Category Archives: writing

I Write Dead People

I, like many authors, am sometimes taken to task for killing off favorite characters.  While I’m no George R. R. Martin, my stories (being set in a time of war, and a period of far more medical uncertainty than today) often rack up a body count.

It is well to remember that no matter how happy their endings, my characters (real or imagined) are two hundred years in the grave.

Elisabeth-Louise Vigée le Brun, Self-Portrait with daughter, 1786

Elisabeth-Louise Vigée le Brun, Self-Portrait with daughter, 1786

Sometimes, as when I’m researching period art, and I come across a particularly striking portrayal of someone who clearly loves being alive, who lives and smiles on from the canvas, and yet is no more than moldering bones today, this gives me a sharp, even unbearable pang of grief.

It also helps to remind me that we are, all of us, short-lived, mortal, and bound to the same fate that overtakes our characters.

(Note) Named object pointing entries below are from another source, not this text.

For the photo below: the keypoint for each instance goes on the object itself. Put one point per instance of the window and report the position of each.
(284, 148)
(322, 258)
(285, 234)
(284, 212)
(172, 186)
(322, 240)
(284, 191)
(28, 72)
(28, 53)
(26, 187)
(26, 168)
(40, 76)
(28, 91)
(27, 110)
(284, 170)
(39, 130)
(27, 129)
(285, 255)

What matters, though, is what they — and we! — do with the days that are granted in this human experience, and in telling their tales, I am helping to extend my characters’ time in the company of the living.

So, rather than mourning the deaths of the characters who people my pages, I encourage you to celebrate their lives, and the fact that through my words, you have had the opportunity to know them and to keep the flame of their memory alive.

As an author, I certainly prefer that to being pelted with rotten fruit, at least.

Play it Again, Sam

I know that’s a misquote, but it fits better misquoted, okay?

With the encouragement and prodding of my editor at Puddletown, I’ve cleaned up the second manuscript in my series, and submitted it late last night. I think it’s pretty good; now we just have to wait and see what their market reader thinks.

Meanwhile, I’m busily sketching out the rest of the series, and thinking about what I need to do to make the third completed manuscript presentable.

If this is what the life of a novelist is like, I’ll take it. Oh, yes, I will take it.

Blood and Guts

So, I’ve read Homer, and after the scenes outside the walls of Troy, what can anyone actually hope to add to that? In just a few hundred lines of poetry, the creator of the first major written epic covered pretty much every variant of violent battlefield death that I ever needed to think about.

And yet, here I am, writing about events framed by a war, in which blood was spilled and guts were occasionally strewn. What to do?

For the most part, I’ve made the conscious decision to this point to keep such action at a distance. My characters recollect the horrors of battle from time to time, and stories of specific incidents so notable that they have persisted in the historical record also pop up.

I have yet to write a direct account of battle, however, and I freely acknowledge that this is a somewhat chicken-hearted approach to the problem. For one thing, as I said above, it’s been done to death, by everyone from Homer down to our modern-day cinematographers, whose loving renditions of the personal costs of war can be emotionally overwhelming.

For another, I’m fortunate enough to have largely avoided any but the most prosaic and well-controlled episodes of blood and gore in my personal life. The births of my children and raising and slaughtering my own chickens, along with the typical injuries of a basically sedentary lifestyle, are the sum total of my own exposure to real-life bloodiness.

So, in all honesty, I don’t know that I have a lot to add, and for the moment, at least, I’m happy enough to just tell my characters’ stories through their reactions to the horrors that they’ve experienced. If I ever did sit down and try to write a realistic battle scene, I suspect that I would give myself nightmares, and that just doesn’t sound like fun at all.

Better to leave it in better-equipped hands, I think.